How effective is tree-planting for carbon offsetting?

Some of our readers aren't very fond of carbon offsetting programs and I do share quite a dose of skepticism about this matter, here's some research that affirms that planting trees, although some species more than others, can effectively capture CO2 from the atmosphere and convert it into organic tissue.

Manuel Enrique Figueroa, from the University of Sevilla, directed the a project that calculated how useful certain tree species were to able to absorb CO2 during their growth process. Growing trees, according to him, is a simple yet effective (up to a certain point, of course) way to achieve this.
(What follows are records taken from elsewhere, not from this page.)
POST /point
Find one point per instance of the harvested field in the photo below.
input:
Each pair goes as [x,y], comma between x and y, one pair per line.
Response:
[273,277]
The species they studied were from Western Europe, but they affirmed that they could be extended to other species around the world. Do you want to see the rank and how many tons of CO2 they can absorb per year? Follow us after the jump (the picture is from the winner).

[Source: Universidad de Sevilla via Econoticias]
The winners are two varieties of pine trees: the Aleppo Pine (pinus halepensis), able to capture an average of 48,000 CO2 kg per year and the Stone Pine (pinus pinea): 27,000 kg CO2 per year. Remarkably, a popular Mediterranean tree such as the Cork Oak (quercus suber) can "only" capture 4,500 kg.
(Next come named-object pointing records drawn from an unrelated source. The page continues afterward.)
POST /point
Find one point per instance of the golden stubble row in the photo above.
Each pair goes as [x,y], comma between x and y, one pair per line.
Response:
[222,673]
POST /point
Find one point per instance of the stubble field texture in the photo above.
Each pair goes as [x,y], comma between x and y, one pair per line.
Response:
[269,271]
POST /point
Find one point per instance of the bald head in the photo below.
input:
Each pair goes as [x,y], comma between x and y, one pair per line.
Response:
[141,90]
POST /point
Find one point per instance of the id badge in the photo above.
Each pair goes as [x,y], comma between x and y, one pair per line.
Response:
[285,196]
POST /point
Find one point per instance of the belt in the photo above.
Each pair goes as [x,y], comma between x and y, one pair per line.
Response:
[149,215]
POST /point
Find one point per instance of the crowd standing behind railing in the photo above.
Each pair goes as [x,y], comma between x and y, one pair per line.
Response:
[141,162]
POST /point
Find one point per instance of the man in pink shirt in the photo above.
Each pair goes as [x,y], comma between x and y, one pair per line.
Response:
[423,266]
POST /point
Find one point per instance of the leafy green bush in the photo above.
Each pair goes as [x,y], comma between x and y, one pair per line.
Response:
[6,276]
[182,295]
Species planted in cities have lower ratings, in general, because they tend to be smaller trees. A type of ash tree (Melia azedarach) is the best performer: ten trees on a street are able to offset CO2 from 10,373 vehicles per year. The worst performers were Acacias (offsetting just 1,619 cars), Jacarandas (1,405 cars) and Elm Trees (1,320). Take these numbers prudently, they didn't mention the car models and you can presume they didn't use V8s for calculation purposes.